Unlike historians, novelist are free to use their imagination in writing about historical events. When it comes to writing fiction about the Holocaust, however, this freedom requires a great deal of sensitivity when recreating the Nazi objective to rid the world of its Jewish population. Martin Amis, the author of numerous novels including Time’s Arrow, a work of fiction whose subject is the Shoah, has managed in his latest work to deliver not only a love story within the confines of Auschwitz, but also a devastating portrait of the Nazi perpetrators. Through Szmul, a Jewish Sonderkommando forced to work in the crematoria, Amis sympathetically describes the hopelessness of the Jews awaiting death in The Zone of Interest — the gas chambers — as well as the violence and cruelty of the Nazi guards.
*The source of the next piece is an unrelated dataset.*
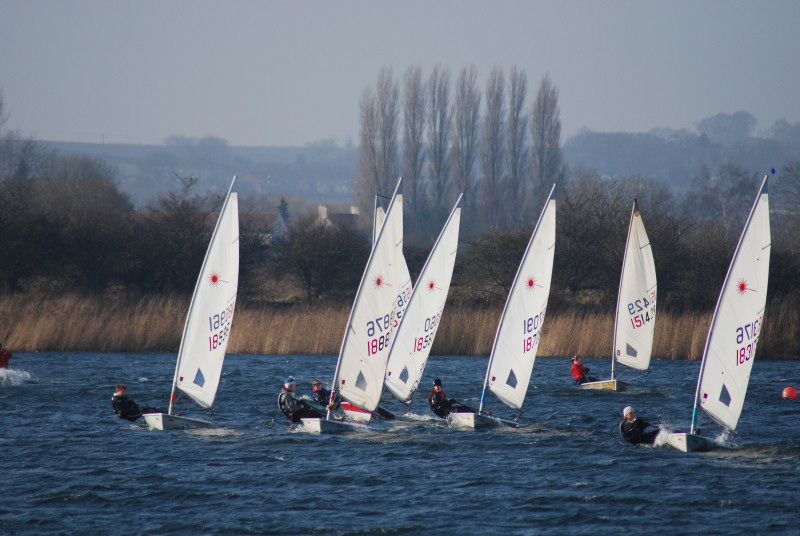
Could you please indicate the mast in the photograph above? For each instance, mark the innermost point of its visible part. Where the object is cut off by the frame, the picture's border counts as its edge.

The novel is told from the perspective of fictional characters such Paul Doll, the Commandant of the Buna-Werks; Golo Thomsen, the nephew of Martin Bormann; and Szmul, the only heroic character in the novel. Amis shows us the virulent anti-Semitism of Bormann and his wife Gerda, the perversions of Ilse Grese, who was hanged by the British after the war, and other Nazi “notables.” He describes the arrogance displayed by the Nazi officials on the eve of their invasion of the Soviet Union and the manner in which they responded to their devastating defeat. Amis’s Nazis are venal and sadistic, not the banal Nazi characterized by Hannah Arendt in Eichmann in Jerusalem.
Lest we think the novel is a total product of Amis’s imagination, the reader will find a comprehensive annotated bibliography of the major scholarly works on the Holocaust which Amis researched for his work of fiction.